Washington Post Staff Writer
Friday, October 15, 2010; 12:01 AM
Federal health officials on Thursday announced a crackdown on a controversial therapy widely hawked on the Internet and elsewhere as an alternative treatment for conditions such as autism, Alzheimer’s disease and Parkinson’s disease by “cleansing” the body.
The Food and Drug Administration said it has sent warning letters to several companies notifying them that the substances they sell without a prescription for a procedure known as “chelation” are “unapproved drugs and devices,” which makes them illegal.
The agency became alarmed about the growing promotion and easy availability of the products because the substances may cause serious health complications, including dehydration and kidney failure, and possibly be deadly, officials said. The agency is aware of the death of one autistic child who underwent the procedure, but officials say they think that serious complications are greatly underreported.

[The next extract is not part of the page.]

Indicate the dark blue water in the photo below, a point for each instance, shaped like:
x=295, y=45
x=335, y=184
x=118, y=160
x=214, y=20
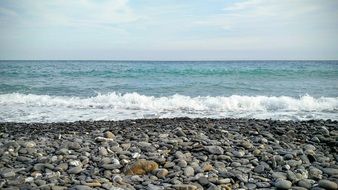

“We don’t have evidence of a lot of adverse events, but [that] does not mean there are not health problems associated with them,” said Charles Lee of the FDA’s division of new drugs and labeling compliance at the center for drug evaluation and research. “Chelation can be dangerous and cause serious harm.”
For decades, doctors have used chelation to treat patients exposed to dangerous levels of heavy metals, such as in cases of lead poisoning. Patients are infused with compounds that bind to the metals, enabling them to be excreted. But the only chelation products that have been approved by the FDA are available with a prescription and should be used by a trained medical professional because of the risk of complications, the FDA said.
The companies that received the warning letters sell products without a prescription, often as “dietary supplements,” and describe multiple health benefits, none of which have been proven, the agency said. The products have been promoted particularly heavily to parents of autistic children. The products have various names, dosages and forms, including suppositories, capsules, liquid drops, sprays and clay baths.